[ACTION-499]: Check normalization in XLIFF2 from Yves Savourel on 2013-04-24 (public-multilingualweb-lt@w3.org from April 2013)

From: Yves Savourel <ysavourel@enlaso.com>
Date: Wed, 24 Apr 2013 09:07:42 -0600
To: <public-multilingualweb-lt@w3.org>
Message-ID: <000101ce40fd$783f4900$68bddb00$@com>

I had ACTION-499: Check normalization in XLIFF2 and see whether it relates to ITS2:

In XLIFF 2.0 there are currently three places where Unicode normalization is mentioned:

=== 1) Content Comparison (in the core)

This section discuss how to compare content (for example what are considered the 'same' content).
Unicode normalization is part of the more general normalization described here:

This specification defines two types of content equality:
• Equality type A: Two contents are equals if their normalized forms are equal.
• Equality type B: Two contents are equals if, in their normalized forms and with all inline code markers
replaced by the value of their equiv attributes, the resulting strings are equal.
A content is normalized when:
• The text nodes are in Unicode Normalized Form C defined in the Unicode Annex #15: Unicode
Normalization Forms [LDML].
• All annotation markers are removed.
• All pairs of <sc> and <ec> elements that can be converted into a <pc> element, are converted.
• All adjacent text nodes are merged into a single text node.
• For all the text nodes with the white space property set to default, all adjacent white spaces are
collapsed into a single space.

=== 2) Size Restriction Module

This module provides ways to encode size restrictions.
It has a <normalization> element with two attributes describing how to normalize the content to process:

- general: This attribute specifies the normalization to apply for general size restrictions. The only normalization forms C and D as specified by the Unicode Consortium are supported, see Unicode Standard Annex #15
#15 [http://unicode.org/reports/tr15/].

- storage: This attribute specifies the normalization to apply for storage size restrictions. The only normalization forms C and D as specified by the Unicode Consortium are supported, see Unicode Standard Annex #15

Both attributes can have the following values:

none = No additional normalization should be done, content should be used as represented in the document. It is possible that other agents have already done some type of normalization when modifying content. This means that this setting could give different results depending on what agent(s) are used to preform a specific action on the document.

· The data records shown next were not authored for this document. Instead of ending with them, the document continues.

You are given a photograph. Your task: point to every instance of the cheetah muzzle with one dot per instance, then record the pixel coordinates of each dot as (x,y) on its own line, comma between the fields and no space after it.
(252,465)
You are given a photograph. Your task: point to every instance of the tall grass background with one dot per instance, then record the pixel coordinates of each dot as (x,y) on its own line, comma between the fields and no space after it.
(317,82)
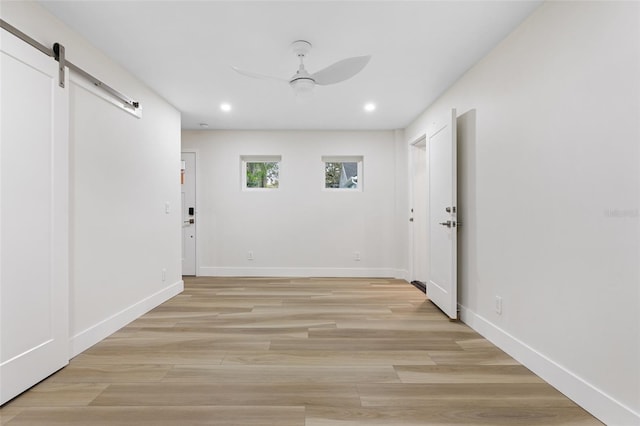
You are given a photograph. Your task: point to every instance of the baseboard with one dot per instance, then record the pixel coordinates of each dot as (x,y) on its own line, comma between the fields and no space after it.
(213,271)
(401,274)
(592,399)
(94,334)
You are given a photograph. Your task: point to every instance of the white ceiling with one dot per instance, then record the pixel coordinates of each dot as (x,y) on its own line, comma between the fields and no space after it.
(184,50)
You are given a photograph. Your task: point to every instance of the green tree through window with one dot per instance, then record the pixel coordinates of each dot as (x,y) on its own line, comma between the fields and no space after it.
(263,174)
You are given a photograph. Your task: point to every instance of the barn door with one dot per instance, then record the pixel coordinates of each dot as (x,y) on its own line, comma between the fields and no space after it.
(34,275)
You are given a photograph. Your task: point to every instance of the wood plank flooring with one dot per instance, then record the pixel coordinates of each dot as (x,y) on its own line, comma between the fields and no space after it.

nfc = Normalization Form C should be used

nfd = Normalization Form D should be used

both attributes have the default value 'none'.

=== 3) Validation Module

This module provides rules to perform various types of verification on the content.
The <rule> element has an optional normalization attribute:

- normalization specifies the normalization type to apply when validating a rule. Only the normalization forms C and D as specified by the Unicode Consortium are supported, see Unicode Standard Annex #15.

The values are:

none = No normalization should be done.

nfc = Normalization Form C must be used.

nfd = Normalization Form D must be used.

=== Relation to ITS2

I'm not familiar enough with normalization forms to know if the ITS recommendation to use a Normalizing Transcoder would have an effect on the possible requirement of XLIFF tools to convert to NFD. That's the only point that I've seen as a potential issue.

-ys

Received on Wednesday, 24 April 2013 15:08:16 UTC